FROM mcr.microsoft.com/dotnet/aspnet:8.0
# Install dumb-init for proper process supervision
RUN apt-get update && apt-get install -y dumb-init
ENTRYPOINT ["/usr/bin/dumb-init", "--"]
CMD ["dotnet", "YourApp.dll"]
Or with Docker run:
docker run --init your-image
Limitations:
- Only addresses zombie process cleanup, not memory leaks within Chrome
- Requires Docker 1.13.0 or later for --init
- Does not solve the DisposeAsync hanging issue
Workaround 4: Periodic Browser Restart
Approach: Track memory usage and restart the browser instance when it exceeds a threshold.

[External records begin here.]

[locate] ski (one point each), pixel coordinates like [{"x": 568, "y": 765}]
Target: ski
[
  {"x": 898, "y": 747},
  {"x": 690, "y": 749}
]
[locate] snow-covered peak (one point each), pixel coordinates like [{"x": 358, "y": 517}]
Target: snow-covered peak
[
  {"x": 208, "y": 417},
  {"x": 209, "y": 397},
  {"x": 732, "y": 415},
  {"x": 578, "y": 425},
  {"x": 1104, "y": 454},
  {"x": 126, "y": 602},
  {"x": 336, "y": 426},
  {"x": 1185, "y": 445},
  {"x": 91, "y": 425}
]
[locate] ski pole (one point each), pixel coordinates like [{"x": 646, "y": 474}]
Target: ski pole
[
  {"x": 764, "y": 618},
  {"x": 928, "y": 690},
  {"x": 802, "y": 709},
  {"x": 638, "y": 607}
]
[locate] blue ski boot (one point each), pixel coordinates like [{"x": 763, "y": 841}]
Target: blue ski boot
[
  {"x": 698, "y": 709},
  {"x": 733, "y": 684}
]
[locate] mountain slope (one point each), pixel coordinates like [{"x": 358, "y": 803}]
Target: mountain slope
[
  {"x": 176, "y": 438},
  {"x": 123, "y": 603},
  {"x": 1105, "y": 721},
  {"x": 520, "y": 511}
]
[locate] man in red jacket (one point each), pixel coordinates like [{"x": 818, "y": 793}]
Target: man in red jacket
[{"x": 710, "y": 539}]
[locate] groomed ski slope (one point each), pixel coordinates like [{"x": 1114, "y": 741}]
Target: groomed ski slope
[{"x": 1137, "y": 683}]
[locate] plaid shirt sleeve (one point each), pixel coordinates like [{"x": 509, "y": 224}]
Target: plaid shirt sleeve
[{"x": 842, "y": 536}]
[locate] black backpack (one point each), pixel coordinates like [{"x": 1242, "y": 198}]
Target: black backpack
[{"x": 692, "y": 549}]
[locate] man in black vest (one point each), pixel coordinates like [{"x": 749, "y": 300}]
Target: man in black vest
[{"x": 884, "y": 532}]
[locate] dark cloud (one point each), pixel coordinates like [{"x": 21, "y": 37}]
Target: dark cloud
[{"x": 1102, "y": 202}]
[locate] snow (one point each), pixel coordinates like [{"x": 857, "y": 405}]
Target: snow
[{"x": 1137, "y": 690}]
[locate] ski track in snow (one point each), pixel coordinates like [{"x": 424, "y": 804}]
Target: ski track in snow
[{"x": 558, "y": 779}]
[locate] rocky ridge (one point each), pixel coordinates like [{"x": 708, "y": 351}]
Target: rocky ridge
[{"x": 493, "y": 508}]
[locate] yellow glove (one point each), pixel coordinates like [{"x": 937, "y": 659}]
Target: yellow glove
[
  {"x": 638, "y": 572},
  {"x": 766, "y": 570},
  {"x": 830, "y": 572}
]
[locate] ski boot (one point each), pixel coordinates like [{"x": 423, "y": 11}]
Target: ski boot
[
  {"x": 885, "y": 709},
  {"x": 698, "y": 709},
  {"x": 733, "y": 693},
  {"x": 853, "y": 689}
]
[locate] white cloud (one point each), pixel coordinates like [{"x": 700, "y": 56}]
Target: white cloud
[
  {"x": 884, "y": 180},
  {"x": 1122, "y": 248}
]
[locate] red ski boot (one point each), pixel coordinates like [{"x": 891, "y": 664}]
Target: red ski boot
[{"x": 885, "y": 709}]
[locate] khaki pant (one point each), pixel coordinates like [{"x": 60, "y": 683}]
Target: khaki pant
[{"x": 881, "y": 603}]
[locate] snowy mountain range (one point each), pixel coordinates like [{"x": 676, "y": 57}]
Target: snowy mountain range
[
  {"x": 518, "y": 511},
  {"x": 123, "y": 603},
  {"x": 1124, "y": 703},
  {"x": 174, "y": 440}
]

private int _pdfCount = 0;
private const int MaxPdfsPerBrowser = 100;
public async Task<byte[]> GeneratePdf(string html)
{
if (_pdfCount >= MaxPdfsPerBrowser)
{
await _browser.CloseAsync();
_browser.Dispose();
_browser = await Puppeteer.LaunchAsync(_launchOptions);
_pdfCount = 0;
}
_pdfCount++;
// Generate PDF...
}
Limitations:
- Adds latency when browser restarts (3+ seconds per restart)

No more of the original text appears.